Holdren is a member of the National Academy of Sciences, the National Academy of Engineering, and the American Academy of Arts and Sciences. In December 1995, he delivered the Nobel Peace Prize acceptance lecture on behalf of the Pugwash Conferences on Science and World Affairs; he served as chair of the Pugwash executive committee from 1987 to 1997.
In 2006, as he prepared to assume the presidency at AAAS, he said: "I believe strongly in the power of partnerships, across institutions, sectors, and countries, for addressing the great challenges at the intersection of science and technology with the human condition—the challenges of poverty, disease, weapons of mass destruction, environmental impoverishment, climate change, terrorism, and more. I also believe strongly in the power of education—of students, of professionals, of publics, of policy-makers—in increasing the capacity of society to meet and surmount these challenges."
In an August 2006 commentary for the San Francisco Chronicle, Holdren and Leshner stressed the importance of energy conservation to address the threats posed by climate change.

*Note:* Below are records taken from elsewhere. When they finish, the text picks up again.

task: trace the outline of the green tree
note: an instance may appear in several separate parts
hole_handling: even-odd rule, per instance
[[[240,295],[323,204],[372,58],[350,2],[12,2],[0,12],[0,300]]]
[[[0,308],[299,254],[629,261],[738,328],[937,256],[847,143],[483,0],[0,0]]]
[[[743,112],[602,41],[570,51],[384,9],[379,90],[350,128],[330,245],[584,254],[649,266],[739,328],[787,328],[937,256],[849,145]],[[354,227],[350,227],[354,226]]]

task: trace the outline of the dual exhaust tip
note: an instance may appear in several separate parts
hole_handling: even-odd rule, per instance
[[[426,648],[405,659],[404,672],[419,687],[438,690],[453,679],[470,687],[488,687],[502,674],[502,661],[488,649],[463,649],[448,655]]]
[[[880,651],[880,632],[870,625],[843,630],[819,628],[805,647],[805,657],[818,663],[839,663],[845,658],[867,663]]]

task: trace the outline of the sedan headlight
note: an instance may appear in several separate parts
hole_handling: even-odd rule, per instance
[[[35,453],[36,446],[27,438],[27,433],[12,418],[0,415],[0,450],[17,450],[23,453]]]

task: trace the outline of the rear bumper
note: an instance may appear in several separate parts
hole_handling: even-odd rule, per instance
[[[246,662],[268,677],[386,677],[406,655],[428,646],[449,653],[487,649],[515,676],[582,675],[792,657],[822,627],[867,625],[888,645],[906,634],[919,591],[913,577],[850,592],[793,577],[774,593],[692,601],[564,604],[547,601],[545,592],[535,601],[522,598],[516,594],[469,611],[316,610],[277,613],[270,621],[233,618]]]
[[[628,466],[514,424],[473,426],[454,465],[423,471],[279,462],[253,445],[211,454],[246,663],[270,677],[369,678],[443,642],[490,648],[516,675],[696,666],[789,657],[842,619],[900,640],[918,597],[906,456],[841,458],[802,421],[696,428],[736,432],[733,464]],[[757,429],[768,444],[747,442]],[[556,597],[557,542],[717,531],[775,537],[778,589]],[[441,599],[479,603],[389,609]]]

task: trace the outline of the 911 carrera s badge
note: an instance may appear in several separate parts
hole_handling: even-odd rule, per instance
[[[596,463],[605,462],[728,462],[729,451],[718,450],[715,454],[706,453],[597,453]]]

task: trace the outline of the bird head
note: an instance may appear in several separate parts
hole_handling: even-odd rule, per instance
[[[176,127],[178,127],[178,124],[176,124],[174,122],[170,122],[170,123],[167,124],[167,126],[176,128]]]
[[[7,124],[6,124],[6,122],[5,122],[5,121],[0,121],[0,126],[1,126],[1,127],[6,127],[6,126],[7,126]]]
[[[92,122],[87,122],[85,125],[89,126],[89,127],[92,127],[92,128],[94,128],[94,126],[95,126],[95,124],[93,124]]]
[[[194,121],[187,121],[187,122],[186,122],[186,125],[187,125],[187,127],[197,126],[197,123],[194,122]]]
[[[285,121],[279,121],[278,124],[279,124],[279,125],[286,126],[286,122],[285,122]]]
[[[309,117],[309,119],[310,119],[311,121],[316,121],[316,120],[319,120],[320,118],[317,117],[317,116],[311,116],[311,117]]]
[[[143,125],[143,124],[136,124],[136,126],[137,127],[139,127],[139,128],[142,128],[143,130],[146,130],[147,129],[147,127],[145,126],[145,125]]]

"A prudent strategy must combine adaptation with effective measures to reduce the pace and magnitude of climate change," they wrote. "The best mitigation option immediately available is to accelerate the long-standing trend in raising the efficiency of energy use with the help of more efficient cars, trucks, planes, buildings, appliances and manufacturing processes. Between 1973 and 2005, the United States saved three times more energy through improvements in energy efficiency than through expanded supply. Those reductions in energy use also brought big reductions in what U.S. carbon-dioxide emissions otherwise would have been ...
"The huge reductions in carbon dioxide emissions required to stabilize the climate will be attainable only if a strong push for increased energy efficiency is accompanied by an equally strong push to replace the predominantly fossil sources of fuel and electricity in today's world with some combination of renewable energy sources, nuclear energy and advanced fossil-fuel technologies that capture and sequester carbon dioxide rather than releasing it to the atmosphere."
In his presidential address to the AAAS Annual Meeting in 2007, Holdren said world leaders would have to address contemporary challenges by working on a range of fronts—economic, diplomatic and technological. He urged scientists and engineers to get personally involved in developing solutions, and he drew a standing ovation when he called on them to "tithe" 10% of their time "to working to increase the benefits of science and technology for the human condition and to decrease the liabilities."
The American Association for the Advancement of Science (AAAS), founded in 1848, is the world's largest general scientific society; it serves 262 affiliated societies and academies of science, reaching 10 million individuals. It is publisher of the journal Science, which has the largest paid circulation of any peer-reviewed general science journal in the world and an estimated total readership of 1 million. AAAS is a non-profit organization, with membership open to everyone. It fulfills its mission to "advance science and serve society" through initiatives in science policy; international programs; science education; communication; and more.